I'm really sorry, maybe I don't understand ES well enough, and I don't know whether I can clearly express my question

May be you should express why do you want to "export" this to another index?


(Mr.xian) #9

Thank you very much, Composite Aggregation solves my problem, and I can use the "after" parameter to page the result of the Aggregation, so that I can manually save all the aggregated results to another index.

This aggregation provides a way to stream all buckets of a specific aggregation similarly to what scroll does for documents.

I'm doing this because of our needs.

We collected buildings data from multiple websites, and the same building may appear on multiple websites. Now, I want to aggregate the buildings, just like SQL

select buildingName from collected_buildings group by buildingName.
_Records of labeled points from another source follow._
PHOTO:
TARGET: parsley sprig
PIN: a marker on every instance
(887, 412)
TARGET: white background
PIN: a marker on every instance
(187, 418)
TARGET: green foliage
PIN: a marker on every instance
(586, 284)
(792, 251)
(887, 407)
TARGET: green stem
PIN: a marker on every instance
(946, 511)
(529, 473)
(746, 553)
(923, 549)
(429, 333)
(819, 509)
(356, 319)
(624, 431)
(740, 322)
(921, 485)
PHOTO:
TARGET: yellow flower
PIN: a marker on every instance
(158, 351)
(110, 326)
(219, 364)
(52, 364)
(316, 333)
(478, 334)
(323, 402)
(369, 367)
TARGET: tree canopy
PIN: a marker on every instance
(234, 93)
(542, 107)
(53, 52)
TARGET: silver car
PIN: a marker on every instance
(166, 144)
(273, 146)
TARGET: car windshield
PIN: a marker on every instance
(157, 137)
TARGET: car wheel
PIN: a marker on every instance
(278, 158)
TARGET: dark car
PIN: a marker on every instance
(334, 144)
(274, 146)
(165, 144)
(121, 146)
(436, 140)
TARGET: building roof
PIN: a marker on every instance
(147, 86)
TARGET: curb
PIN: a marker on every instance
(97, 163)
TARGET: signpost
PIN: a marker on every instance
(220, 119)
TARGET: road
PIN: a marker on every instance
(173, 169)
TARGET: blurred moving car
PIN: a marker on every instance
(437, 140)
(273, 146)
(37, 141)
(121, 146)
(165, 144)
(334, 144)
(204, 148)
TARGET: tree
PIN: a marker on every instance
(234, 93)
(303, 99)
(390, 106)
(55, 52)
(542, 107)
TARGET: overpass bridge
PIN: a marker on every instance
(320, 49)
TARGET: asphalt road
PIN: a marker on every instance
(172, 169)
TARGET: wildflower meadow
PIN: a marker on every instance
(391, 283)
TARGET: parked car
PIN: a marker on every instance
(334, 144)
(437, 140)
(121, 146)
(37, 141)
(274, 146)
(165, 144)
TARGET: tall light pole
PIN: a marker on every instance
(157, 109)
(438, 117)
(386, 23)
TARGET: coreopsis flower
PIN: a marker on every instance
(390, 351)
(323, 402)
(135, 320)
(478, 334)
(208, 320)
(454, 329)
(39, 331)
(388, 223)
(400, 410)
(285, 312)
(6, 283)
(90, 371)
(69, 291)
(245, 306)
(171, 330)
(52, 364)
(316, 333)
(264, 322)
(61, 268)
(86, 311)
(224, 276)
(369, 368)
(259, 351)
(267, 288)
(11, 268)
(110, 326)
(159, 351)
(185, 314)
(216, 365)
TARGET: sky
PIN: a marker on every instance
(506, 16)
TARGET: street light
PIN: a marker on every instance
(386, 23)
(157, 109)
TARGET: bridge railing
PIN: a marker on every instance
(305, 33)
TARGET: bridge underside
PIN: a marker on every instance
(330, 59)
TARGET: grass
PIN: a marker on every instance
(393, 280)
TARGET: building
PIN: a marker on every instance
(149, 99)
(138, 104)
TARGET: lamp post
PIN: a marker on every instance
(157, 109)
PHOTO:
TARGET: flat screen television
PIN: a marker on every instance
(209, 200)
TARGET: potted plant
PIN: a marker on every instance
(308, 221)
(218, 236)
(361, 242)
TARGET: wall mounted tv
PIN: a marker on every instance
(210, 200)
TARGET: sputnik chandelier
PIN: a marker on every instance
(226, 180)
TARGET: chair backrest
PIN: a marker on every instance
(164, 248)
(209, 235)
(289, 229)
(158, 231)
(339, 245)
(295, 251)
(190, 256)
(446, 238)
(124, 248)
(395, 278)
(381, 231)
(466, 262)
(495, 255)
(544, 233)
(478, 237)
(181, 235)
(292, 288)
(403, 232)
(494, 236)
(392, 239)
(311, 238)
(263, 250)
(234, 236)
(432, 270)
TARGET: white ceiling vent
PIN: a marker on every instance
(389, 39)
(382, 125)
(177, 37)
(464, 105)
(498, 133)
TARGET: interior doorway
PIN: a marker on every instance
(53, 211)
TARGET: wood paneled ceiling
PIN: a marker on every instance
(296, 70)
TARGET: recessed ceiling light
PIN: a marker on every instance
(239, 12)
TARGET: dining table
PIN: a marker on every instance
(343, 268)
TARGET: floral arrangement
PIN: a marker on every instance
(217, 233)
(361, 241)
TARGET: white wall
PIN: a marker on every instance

Then, I need to save these aggregated buildings. Just like SQL

insert into buildings select buildingName from collected_buildings group by buildingName

Then I can use the index "buildings" to do a "non-repetitive" search of a building.


(David Pilato) #10

I can't comment more but often a way to solve problems in elasticsearch is to solve the problem at index time and not at search time.


(system) #11

This topic was automatically closed 28 days after the last reply. New replies are no longer allowed.